The squadron was reactivated as a B-29 Superfortress unit in the reserves in 1947, but lack of funding and personnel led to rapid inactivation. It transferred to Tactical Air Command in the mid-1950s and activated first with F-86 Sabres, then F-100 Super Sabres in 1958.

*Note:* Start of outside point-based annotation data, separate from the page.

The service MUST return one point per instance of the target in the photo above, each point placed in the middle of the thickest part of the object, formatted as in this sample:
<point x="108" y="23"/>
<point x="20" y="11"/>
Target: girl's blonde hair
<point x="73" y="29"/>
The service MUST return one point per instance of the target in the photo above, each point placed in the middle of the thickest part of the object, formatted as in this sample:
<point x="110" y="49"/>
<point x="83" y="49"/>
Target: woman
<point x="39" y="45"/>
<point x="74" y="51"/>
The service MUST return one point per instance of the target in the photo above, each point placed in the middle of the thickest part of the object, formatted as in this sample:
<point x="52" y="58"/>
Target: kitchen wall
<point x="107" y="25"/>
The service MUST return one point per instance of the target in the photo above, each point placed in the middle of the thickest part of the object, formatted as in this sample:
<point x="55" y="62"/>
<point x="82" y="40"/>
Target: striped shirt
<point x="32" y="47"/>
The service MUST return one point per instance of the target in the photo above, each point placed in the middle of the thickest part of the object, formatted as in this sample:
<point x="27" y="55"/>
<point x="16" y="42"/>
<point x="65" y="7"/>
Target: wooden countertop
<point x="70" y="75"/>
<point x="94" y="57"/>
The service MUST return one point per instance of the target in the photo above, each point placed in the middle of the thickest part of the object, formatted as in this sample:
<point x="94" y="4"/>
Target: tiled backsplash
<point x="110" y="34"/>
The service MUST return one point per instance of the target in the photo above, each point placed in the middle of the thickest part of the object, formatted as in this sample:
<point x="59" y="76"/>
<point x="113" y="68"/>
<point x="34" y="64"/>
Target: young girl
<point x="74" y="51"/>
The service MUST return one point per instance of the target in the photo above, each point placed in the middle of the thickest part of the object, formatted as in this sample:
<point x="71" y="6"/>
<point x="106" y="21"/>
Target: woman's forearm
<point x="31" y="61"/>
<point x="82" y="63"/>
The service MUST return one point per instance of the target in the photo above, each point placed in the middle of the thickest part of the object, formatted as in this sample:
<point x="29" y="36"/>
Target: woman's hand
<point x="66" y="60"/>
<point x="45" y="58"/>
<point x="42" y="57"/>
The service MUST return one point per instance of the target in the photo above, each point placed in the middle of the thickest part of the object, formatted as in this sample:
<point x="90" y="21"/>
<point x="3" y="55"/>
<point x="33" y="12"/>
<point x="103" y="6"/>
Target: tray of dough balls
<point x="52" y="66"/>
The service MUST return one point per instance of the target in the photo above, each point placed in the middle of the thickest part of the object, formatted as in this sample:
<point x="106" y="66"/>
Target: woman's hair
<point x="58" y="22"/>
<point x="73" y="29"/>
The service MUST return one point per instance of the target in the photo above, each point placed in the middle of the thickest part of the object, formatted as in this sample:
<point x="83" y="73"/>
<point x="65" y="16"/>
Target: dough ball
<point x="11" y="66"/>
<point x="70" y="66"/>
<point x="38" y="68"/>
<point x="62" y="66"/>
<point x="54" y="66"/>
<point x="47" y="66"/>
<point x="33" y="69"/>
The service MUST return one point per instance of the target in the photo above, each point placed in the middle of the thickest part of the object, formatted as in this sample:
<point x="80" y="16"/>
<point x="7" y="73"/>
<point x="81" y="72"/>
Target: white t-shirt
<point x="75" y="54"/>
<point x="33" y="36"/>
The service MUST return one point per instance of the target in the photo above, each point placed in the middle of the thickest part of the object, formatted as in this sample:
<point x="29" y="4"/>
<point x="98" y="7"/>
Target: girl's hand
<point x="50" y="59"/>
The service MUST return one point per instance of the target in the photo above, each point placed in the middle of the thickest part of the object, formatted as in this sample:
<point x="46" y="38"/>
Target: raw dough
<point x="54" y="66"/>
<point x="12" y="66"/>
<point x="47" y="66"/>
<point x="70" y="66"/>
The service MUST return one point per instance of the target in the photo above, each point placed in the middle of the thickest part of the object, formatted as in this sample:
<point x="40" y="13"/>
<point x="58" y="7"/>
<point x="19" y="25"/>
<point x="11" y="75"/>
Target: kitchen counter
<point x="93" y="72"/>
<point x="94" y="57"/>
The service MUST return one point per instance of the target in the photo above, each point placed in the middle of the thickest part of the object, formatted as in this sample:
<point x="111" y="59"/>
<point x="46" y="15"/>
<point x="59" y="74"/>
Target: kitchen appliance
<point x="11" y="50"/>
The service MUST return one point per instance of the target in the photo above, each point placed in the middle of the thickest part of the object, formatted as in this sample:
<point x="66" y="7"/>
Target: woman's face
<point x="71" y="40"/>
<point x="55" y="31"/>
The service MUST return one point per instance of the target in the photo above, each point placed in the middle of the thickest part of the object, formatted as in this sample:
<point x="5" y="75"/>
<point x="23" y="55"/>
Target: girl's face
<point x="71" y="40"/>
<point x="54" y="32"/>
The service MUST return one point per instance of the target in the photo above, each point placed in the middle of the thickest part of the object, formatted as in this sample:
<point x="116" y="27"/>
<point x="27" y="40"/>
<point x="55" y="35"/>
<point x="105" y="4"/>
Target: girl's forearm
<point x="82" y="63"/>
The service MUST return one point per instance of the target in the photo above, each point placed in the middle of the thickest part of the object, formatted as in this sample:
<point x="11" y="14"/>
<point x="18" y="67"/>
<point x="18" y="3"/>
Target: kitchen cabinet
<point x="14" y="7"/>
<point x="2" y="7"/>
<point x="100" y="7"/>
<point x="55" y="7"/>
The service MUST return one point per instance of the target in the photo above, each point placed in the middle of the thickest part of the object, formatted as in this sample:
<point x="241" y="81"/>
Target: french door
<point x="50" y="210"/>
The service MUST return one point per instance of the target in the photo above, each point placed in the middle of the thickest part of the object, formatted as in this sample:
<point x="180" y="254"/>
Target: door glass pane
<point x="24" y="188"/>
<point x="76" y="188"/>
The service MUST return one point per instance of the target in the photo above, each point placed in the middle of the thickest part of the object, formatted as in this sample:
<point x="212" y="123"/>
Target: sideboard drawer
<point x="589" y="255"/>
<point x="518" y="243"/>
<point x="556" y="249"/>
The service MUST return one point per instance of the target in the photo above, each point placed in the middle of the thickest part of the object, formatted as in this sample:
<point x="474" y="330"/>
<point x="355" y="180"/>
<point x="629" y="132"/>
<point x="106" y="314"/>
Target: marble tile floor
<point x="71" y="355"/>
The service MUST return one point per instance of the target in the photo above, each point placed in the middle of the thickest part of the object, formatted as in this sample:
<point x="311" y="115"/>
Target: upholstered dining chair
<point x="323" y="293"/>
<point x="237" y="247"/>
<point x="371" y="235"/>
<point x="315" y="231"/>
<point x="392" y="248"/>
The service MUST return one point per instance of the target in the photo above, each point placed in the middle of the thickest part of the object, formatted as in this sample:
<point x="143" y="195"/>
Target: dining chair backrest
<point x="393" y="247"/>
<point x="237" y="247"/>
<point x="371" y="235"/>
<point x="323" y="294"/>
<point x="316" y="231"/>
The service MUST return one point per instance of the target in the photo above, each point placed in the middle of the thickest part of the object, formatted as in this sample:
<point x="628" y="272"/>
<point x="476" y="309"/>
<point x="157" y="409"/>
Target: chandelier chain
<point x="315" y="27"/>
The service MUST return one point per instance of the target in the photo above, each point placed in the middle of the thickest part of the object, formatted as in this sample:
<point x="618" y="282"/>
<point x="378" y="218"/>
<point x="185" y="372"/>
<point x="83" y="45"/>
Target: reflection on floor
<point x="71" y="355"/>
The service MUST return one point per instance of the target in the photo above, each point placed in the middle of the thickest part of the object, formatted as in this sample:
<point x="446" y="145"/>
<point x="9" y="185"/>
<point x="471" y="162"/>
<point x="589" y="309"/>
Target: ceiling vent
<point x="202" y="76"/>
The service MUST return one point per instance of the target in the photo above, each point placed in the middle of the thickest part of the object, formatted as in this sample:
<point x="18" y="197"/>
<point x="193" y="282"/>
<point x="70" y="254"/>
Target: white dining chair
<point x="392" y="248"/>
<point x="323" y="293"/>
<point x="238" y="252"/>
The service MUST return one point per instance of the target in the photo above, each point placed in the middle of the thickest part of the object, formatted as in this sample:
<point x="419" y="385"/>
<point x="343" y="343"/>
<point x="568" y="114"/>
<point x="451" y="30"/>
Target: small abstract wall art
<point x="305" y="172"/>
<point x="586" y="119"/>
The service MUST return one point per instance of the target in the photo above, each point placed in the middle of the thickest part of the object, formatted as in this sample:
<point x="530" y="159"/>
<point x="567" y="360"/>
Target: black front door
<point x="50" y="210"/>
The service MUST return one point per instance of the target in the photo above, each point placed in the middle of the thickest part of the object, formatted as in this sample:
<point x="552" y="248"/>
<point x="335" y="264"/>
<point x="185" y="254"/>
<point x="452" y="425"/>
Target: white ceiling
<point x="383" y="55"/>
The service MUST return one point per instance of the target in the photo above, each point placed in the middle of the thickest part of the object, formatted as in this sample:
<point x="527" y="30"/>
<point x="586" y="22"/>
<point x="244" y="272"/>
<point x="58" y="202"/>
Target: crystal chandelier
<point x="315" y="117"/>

The squadron was inactivated in 1959 when its parent 312th Tactical Fighter Wing was inactivated and redesignated as the 27th Tactical Fighter Wing. Personnel and equipment of the squadron were re-designated as the 522d Tactical Fighter Squadron.

===Lineage===
- Constituted 386th Bombardment Squadron (Light) on 28 January 1942
 Activated on 15 March 1942
 Redesignated: 386th Bombardment Squadron (Dive) on 27 July 1942
 Redesignated: 386th Bombardment Squadron (Light) on 6 December 1943
 Redesignated: 386th Bombardment Squadron (Heavy) on 19 July 1945
 Inactivated on 18 December 1945
- Redesignated: 386th Bombardment Squadron (Very Heavy) on 14 July 1947
 Activated in the reserve on 30 July 1947
 Inactivated on 27 June 1949
- Redesignated: 386th Fighter-Bomber Squadron on 29 July 1954
 Activated on 1 October 1954
 Redesignated: 386th Tactical Fighter Squadron on 1 July 1958
 Inactivated on 18 February 1959.

===Assignments===
- 312th Bombardment Group, 15 March 1942 – 18 December 1945
- Tenth Air Force, 30 July 1947
- 312th Bombardment Group, 13 August 1947 – 27 June 1949
- 312th Fighter-Bomber Group, October 1954
- 312th Fighter-Bomber (later Tactical Fighter) Wing, 8 October 1957 – 18 February 1959.

===Stations===

- Bowman Field, Kentucky, 15 March 1942
- Will Rogers Airport, Oklahoma, 12 June 1942
- Hunter Field, Georgia, 18 August 1942
- DeRidder Army Airbase, Louisiana, 18 February 1943
- Rice Army Airfield, California, 13 April 1943
- Salinas Army Air Base, California, 13 August – 24 October 1943
- Jackson Airfield (7 Mile Drome), Port Moresby, New Guinea, 30 November 1943
- Gusap Airfield, New Guinea, c. 25 December 1943
- Nadzab Airfield Complex, New Guinea, 12 June 1944
- Hollandia Airfield Complex, Netherlands East Indies, 12 July 1944
- Tanauan Airfield, Leyte, Philippines, 19 November 1944

- McGuire Field, San Jose, Mindoro, Philippines Commonwealth, 26 January 1945
- Mangaldan Airfield, Luzon, Philippines Commonwealth, c. 10 February 1945
- Floridablanca Airfield (Basa Air Base), Luzon, Philippines Commonwealth, c. 20 April 1945
- Yontan Airfield, Okinawa, C. 13 August – 28 November 1945
- Fort Lewis, Washington, c. 13–18 December 1945
- Ellington Field, Texas, 30 July 1947 – 27 June 1949
- Clovis (Later Cannon) AFB, New Mexico, 1 October 1954 – 18 February 1959.

===Aircraft===
- A-31 Vengeance, 1942–1943
- A-24 Banshee, 1942–1943
- North American A-36 Apache, 1943
- P-40 Warhawk, 1943–1944
- A-20 Havoc, 1944–1945
- B-32 Dominator, 1945
- F-86 Sabre, 1955–1956
- F-100 Super Sabre, 1956–1959.

==Sources==
- Maurer, Maurer (1983). Air Force Combat Units of World War II. Maxwell AFB, Alabama: Office of Air Force History. ISBN 0-89201-092-4.